Cards (10)

  • Profiling - involves using data to draw up a statistical picture of likely offenders often using official crime statistics to do individuals can be profiled according to specific characteristics to decide what degree of risk they pose
  • Stereotyping - Norris and Armstrong found CCTV operators using racist stereotypes singling out black youths for surveillance
  • Surveillance creep - is where technology introduced for one purpose gets extended to another, the introduction of automatic number plate recognition (ANPR) cameras in the city of London in response to an IRA bombing campaign in 1990-93 failed to identify a single bomber. Instead the cameras were just used to identify untaxed vehicles.

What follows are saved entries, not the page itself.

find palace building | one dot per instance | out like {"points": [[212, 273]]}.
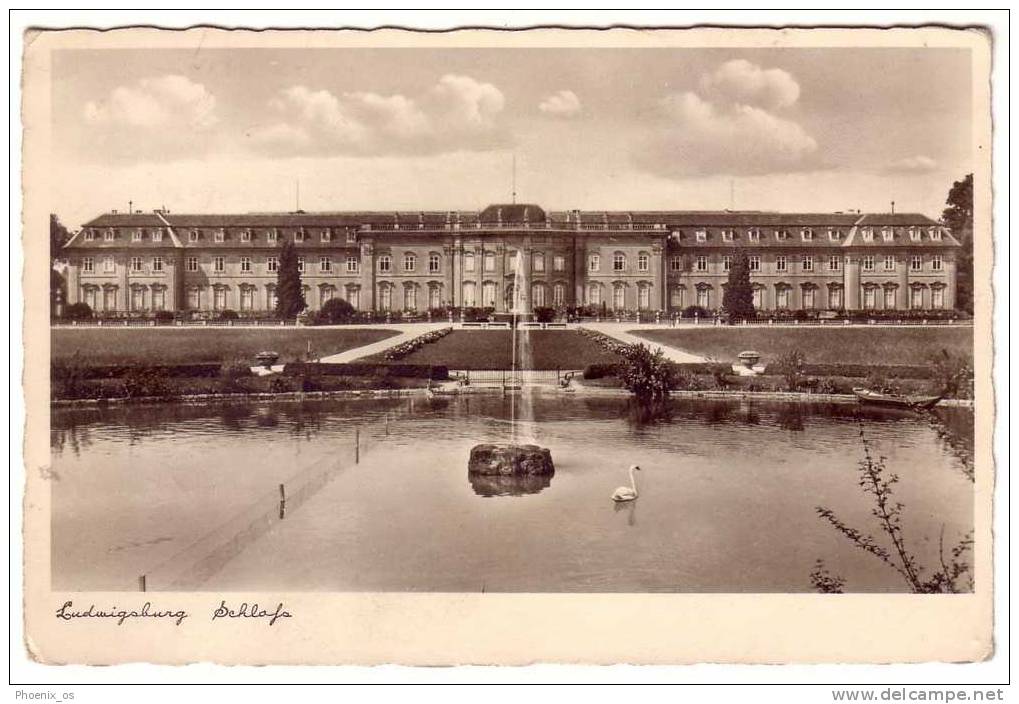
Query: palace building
{"points": [[415, 261]]}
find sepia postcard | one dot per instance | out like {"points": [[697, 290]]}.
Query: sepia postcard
{"points": [[649, 346]]}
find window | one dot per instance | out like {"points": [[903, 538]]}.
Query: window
{"points": [[538, 295], [869, 299], [782, 299], [488, 294], [619, 298]]}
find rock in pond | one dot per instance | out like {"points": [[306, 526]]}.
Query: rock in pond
{"points": [[511, 459]]}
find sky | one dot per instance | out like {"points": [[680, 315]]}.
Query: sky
{"points": [[237, 129]]}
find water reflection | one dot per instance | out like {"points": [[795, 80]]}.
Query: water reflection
{"points": [[508, 485]]}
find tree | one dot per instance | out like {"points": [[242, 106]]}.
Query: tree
{"points": [[959, 218], [289, 294], [738, 301]]}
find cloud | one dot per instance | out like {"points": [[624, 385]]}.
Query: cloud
{"points": [[154, 103], [743, 83], [733, 128], [917, 164], [457, 113], [562, 103]]}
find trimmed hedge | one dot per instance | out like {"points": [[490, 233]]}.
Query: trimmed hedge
{"points": [[435, 373]]}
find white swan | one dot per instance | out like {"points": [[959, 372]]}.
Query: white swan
{"points": [[628, 493]]}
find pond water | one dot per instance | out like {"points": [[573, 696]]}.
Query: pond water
{"points": [[189, 496]]}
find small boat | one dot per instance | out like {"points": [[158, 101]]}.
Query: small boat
{"points": [[896, 400]]}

Critics argue that this was a disproportionate use of high intrusive technology
  • Profiling can be discriminatory, a profile based on official crime statistics may show certain groups as more likely to offend
  • the police act on the profile by stopping black youths more than other groups
  • Any black youths who are actually offending are more likely to be caught then offenders from other groups
  • Like the Panopticon, CCTV depends on criminals believing they are being watched and being deterred by this
  • Gill and Loveday found that very few criminals were put off by CCTV.
    • Norris found CCTV has little effect other than displacement 
  • CCTV has had some successes such as the identification of David Copeland, a right-wing terrorist conviction of a nail bombing campaign. However despite this cameras rarely catch someone ‘in the act’ critics suggest that CCTV’s real function may be to reassure the public, even though it makes little difference to their security.